I'm actually surprised that a random bettor can beat the house edge by this much, even 25 times out of 1000. I expected it to be much harder.
So Joe Peta's edge was only about a quarter as large as he thought ... but it was still enough to give him a hefty profit, and finish 2 SD above random.
But ... was Peta just lucky? It's possible. But ... my gut thinks that the system was truly good enough to be profitable. Part of the reason is that Peta turned another profit the year after (albeit a smaller one, only 14 percent). The other part is ... well, the system seems reasonable.
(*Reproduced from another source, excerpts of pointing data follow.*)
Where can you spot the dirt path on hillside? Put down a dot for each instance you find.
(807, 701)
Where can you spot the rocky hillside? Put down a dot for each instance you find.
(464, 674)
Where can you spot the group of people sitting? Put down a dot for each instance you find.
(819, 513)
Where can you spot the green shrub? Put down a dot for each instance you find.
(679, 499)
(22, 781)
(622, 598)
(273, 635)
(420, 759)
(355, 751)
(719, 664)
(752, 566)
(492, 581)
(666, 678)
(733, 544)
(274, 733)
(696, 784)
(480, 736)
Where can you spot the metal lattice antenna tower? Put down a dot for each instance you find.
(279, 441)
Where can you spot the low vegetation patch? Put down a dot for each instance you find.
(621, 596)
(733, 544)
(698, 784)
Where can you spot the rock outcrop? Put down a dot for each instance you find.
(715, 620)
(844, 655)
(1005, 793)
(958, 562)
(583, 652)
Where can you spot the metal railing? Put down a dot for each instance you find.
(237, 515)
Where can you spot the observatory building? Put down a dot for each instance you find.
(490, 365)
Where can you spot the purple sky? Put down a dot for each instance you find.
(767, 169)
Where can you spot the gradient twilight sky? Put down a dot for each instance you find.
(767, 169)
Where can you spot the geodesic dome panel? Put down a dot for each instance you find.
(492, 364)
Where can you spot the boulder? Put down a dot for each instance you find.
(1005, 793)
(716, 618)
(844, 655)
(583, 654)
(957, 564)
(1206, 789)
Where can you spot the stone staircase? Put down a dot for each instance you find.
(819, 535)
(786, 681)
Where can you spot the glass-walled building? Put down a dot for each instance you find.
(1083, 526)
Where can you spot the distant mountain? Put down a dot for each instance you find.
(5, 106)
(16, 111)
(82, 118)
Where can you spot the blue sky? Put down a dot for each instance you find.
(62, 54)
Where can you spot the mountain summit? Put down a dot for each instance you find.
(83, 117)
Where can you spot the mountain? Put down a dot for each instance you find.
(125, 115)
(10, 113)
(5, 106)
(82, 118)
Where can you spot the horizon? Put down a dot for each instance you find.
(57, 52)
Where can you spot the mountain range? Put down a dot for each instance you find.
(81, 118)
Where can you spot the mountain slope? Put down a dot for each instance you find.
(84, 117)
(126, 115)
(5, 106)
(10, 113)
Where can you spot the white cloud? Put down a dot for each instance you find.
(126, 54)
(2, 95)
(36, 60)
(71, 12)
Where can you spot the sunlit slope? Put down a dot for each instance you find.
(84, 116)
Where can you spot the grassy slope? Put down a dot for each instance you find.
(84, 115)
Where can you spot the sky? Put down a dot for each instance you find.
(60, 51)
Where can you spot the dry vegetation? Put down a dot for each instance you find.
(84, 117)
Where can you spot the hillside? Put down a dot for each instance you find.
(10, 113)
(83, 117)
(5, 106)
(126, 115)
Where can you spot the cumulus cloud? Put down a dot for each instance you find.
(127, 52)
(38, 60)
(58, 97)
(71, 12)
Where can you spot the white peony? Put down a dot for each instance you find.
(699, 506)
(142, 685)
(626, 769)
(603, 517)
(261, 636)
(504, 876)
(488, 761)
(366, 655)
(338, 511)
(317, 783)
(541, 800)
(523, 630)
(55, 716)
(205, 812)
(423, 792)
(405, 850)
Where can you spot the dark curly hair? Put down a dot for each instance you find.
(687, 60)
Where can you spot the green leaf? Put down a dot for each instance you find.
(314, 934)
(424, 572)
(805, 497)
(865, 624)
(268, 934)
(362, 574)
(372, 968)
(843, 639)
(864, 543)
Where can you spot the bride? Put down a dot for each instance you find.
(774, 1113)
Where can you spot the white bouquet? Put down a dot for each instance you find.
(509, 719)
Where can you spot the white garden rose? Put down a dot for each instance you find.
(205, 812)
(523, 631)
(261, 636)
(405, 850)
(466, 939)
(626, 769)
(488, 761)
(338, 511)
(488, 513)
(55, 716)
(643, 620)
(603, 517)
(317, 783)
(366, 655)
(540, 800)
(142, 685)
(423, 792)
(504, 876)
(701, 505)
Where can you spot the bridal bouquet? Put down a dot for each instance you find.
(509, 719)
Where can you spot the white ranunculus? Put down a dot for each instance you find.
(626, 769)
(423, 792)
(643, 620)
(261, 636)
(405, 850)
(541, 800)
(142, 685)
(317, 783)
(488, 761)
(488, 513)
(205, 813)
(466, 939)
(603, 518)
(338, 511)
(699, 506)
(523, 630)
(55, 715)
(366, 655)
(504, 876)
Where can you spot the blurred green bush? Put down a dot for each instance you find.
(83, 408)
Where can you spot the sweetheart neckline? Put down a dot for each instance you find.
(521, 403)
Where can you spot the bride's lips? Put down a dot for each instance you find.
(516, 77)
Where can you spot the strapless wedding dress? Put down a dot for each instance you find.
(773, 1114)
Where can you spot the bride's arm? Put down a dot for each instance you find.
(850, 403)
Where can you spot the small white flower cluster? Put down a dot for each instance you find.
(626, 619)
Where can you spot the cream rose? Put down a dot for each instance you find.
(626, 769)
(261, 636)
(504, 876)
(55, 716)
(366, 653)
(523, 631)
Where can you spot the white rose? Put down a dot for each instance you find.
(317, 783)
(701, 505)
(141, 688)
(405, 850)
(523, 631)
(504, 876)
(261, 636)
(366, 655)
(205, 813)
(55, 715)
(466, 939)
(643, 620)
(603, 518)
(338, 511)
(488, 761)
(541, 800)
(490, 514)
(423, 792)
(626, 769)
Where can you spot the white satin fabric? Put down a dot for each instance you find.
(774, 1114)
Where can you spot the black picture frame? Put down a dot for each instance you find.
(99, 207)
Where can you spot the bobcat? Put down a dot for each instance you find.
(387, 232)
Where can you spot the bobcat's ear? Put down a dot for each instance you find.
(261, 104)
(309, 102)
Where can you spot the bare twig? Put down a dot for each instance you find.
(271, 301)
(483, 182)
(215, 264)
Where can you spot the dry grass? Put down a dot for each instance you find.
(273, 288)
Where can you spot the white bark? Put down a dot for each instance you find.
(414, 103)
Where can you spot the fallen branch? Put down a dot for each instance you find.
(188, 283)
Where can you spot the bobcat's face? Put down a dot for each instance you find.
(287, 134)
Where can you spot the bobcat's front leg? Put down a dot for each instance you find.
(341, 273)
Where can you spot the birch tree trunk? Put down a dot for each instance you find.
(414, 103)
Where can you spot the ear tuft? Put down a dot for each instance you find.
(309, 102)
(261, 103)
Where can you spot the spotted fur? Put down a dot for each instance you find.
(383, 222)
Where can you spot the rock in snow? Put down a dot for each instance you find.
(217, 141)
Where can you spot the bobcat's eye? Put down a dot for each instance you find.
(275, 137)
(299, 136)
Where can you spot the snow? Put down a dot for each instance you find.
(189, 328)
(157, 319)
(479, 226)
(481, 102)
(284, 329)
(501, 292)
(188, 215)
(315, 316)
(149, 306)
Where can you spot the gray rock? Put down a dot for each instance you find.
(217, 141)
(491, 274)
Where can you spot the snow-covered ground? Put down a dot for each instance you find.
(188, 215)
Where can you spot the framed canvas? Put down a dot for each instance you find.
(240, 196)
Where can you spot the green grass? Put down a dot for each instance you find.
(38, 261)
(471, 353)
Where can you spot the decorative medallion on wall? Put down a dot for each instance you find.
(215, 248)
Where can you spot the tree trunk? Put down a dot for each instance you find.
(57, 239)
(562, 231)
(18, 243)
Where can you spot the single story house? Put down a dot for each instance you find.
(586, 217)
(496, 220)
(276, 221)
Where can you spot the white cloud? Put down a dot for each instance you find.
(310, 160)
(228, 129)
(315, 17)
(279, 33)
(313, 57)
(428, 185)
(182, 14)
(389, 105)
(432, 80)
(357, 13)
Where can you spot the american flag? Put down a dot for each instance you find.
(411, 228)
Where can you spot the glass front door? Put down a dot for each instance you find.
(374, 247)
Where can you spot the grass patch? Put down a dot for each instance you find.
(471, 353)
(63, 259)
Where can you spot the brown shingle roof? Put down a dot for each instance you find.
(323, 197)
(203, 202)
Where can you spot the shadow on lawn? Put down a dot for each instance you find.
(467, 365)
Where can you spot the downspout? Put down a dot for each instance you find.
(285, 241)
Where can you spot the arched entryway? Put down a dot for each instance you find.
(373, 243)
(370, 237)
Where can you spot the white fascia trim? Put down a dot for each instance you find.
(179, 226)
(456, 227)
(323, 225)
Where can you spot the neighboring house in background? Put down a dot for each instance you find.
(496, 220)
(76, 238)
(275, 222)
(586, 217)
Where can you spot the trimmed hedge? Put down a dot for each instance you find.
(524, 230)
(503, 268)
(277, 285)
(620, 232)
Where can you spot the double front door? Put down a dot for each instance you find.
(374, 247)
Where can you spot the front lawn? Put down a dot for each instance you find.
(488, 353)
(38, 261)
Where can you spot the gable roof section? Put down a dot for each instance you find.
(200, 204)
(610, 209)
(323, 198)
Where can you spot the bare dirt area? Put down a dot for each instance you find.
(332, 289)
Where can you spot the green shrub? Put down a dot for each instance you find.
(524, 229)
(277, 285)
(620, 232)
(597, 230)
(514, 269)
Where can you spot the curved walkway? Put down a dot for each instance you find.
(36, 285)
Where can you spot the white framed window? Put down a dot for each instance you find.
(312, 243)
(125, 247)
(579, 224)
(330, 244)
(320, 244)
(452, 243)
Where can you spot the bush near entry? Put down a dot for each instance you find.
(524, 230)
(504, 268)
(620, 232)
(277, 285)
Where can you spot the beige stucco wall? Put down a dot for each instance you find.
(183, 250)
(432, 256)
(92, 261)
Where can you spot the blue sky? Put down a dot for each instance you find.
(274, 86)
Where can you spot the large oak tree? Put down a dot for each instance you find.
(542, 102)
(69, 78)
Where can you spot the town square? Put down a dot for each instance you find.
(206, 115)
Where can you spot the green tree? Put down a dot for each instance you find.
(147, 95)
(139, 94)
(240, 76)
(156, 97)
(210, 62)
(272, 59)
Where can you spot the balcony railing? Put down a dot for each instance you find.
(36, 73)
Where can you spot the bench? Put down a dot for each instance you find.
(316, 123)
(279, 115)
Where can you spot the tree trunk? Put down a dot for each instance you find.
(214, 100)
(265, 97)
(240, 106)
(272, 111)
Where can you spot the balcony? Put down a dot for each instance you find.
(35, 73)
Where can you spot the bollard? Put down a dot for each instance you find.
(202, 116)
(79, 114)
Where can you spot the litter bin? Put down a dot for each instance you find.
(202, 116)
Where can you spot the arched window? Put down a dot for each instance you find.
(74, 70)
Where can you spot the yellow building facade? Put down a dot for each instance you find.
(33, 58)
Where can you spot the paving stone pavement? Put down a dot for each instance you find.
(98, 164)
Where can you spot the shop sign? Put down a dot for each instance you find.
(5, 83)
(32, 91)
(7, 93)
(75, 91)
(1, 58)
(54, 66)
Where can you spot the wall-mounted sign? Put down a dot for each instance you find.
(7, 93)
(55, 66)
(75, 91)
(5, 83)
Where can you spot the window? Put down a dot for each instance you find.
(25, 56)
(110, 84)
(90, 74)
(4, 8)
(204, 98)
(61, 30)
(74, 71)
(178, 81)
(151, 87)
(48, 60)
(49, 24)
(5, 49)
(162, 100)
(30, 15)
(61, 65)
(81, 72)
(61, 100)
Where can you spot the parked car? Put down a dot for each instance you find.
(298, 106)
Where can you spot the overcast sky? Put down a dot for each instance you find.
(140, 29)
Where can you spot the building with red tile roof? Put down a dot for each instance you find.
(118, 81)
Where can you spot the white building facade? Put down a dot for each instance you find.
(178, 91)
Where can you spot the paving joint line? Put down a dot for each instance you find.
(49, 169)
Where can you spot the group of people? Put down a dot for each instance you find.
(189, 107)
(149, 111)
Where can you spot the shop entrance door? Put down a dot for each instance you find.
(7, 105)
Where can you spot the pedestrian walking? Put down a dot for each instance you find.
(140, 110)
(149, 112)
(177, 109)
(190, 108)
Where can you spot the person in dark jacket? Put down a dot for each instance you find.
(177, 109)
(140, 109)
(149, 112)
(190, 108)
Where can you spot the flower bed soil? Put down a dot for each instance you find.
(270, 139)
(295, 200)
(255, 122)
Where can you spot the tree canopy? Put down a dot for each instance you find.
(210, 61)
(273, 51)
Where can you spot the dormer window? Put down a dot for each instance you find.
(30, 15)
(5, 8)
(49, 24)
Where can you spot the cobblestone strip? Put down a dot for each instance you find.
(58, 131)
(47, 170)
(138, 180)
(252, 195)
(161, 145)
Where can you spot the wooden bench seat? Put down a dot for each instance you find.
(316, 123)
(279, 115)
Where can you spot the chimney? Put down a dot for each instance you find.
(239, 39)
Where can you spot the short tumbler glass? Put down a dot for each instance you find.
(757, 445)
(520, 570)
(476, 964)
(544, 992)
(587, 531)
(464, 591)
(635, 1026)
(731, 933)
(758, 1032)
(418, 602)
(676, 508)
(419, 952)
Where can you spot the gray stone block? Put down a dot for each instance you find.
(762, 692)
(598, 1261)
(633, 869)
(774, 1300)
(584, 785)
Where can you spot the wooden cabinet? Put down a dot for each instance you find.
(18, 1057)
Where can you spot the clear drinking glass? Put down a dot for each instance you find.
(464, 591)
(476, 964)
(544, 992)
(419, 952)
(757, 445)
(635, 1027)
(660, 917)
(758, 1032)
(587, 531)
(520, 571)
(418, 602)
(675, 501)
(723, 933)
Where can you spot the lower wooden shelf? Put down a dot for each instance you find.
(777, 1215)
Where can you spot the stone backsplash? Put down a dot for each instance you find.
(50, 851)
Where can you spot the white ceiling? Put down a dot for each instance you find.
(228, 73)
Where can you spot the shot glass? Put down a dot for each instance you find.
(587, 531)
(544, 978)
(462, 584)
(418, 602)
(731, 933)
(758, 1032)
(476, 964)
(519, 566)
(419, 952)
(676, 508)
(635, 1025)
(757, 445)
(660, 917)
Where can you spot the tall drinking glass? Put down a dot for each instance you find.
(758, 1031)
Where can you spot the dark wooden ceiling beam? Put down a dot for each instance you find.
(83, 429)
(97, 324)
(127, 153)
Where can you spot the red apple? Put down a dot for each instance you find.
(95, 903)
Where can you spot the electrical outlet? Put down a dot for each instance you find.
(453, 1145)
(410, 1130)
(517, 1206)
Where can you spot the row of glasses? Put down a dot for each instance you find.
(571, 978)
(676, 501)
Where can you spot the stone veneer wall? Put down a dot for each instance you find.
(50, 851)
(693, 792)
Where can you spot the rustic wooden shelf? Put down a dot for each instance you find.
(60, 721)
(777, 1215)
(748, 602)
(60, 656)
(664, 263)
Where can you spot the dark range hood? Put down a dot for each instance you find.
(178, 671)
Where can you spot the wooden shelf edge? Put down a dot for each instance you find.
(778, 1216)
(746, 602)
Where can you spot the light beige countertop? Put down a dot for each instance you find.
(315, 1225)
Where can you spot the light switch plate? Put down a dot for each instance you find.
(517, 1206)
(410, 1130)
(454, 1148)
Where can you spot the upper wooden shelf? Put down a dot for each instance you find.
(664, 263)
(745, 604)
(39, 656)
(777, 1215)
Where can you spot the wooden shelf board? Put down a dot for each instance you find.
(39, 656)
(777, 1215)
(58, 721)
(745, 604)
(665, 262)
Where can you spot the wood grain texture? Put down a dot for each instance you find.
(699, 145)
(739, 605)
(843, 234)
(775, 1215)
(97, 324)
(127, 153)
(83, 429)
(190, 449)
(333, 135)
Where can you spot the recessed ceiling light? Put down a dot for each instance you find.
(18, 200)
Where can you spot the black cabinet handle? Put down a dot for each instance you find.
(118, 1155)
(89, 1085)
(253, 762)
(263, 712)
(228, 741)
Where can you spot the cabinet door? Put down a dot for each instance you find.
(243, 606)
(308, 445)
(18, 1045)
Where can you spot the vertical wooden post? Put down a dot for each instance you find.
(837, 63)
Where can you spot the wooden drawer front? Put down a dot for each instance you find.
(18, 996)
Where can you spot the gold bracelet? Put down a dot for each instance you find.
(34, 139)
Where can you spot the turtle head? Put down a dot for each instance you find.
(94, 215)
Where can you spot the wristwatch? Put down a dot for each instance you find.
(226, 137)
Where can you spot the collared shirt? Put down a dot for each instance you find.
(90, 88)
If bettors have biases in favor of certain teams or pitchers, or they overbet momentum when they shouldn't, or they have other irrationalities, there should be money to be made using a decent, disciplined system.
Still, I suspect there was *some* luck in Peta's results. If Peta does this again for 2013, my over/under for his profit would be somewhere in the single digits.
I could be wrong.
Update, 3/10: good comments at Tango's site ... in particular, check out MGL's #2 and #3.